Sob essa perspectiva, a falta de apoio institucional e políticas públicas impacta na disseminação da cultura das comunidades periféricas, uma vez que muitos artistas dessas regiões dependem de iniciativas independentes já não contam com suporte estatal. Nesse contexto, apresentações como saraus e o grafite são uma forma de expressão utilizados de maneira independente, e movimentos como o Museu das Favelas, espaço cultural focado em preservar a memória, evidencia o protagonismo das periferias e a potência criativa presente nas produções das comunidades periféricas.
Ademais, a arte oriunda das periferias enfrenta a invisibilidade e o preconceito estrutural resultantes da elitização do cenário cultural brasileiro, considerando estereótipos ligados à pobreza e à violência. A centralização da cultura nas elites impede que a arte periférica alcance o mesmo prestígio e reconhecimento das produções provenientes de grandes centros e classes privilegiadas. No entanto, a influência positiva das redes sociais tem ampliado a visibilidade de artistas periféricos e rompido barreiras, como demonstra o fenômeno do canal KondZilla, responsável por levar o funk brasileiro ao reconhecimento internacional.

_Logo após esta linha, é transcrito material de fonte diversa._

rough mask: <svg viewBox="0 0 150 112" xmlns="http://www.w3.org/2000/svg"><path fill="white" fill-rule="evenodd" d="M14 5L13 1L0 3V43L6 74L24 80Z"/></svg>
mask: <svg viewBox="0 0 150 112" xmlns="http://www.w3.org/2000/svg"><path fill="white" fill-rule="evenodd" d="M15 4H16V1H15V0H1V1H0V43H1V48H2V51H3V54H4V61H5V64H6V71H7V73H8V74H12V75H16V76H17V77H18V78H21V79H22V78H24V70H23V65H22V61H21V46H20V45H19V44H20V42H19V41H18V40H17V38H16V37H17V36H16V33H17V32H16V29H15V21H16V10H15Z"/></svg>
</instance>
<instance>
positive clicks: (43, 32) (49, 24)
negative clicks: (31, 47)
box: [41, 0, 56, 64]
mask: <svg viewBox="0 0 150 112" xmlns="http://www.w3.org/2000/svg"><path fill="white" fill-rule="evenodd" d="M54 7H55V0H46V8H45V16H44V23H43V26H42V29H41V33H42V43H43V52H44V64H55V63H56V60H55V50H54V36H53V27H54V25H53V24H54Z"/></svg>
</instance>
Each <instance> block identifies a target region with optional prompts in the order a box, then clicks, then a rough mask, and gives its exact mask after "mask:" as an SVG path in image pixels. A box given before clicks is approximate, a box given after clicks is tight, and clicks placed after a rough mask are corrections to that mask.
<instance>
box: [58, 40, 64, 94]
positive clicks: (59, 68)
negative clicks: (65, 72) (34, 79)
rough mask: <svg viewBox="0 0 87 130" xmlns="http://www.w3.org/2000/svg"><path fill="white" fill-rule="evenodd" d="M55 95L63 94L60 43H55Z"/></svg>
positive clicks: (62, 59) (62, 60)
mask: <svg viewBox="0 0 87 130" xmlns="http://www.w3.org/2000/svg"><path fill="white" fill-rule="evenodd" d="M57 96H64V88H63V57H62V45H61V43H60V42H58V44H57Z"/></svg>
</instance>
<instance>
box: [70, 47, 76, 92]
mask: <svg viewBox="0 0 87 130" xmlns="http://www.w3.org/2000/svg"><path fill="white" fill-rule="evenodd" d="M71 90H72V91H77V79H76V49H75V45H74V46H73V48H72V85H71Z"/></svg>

Portanto, diante dessa problemática, cabe aos governos estaduais investir e fomentar a cultura periférica, financiando projetos culturais, como saraus e mostras culturais, com o objetivo de valorizar a produção artística marginalizada. Além disso, com o apoio das redes sociais, o Ministério da Cultura, em conjunto com o Ministério da Educação, deve realizar campanhas de conscientização nas escolas por meio de palestras e debates, sensibilizando os jovens, promovendo um espaço de reconhecimento e exaltação da diversidade criativa das periferias.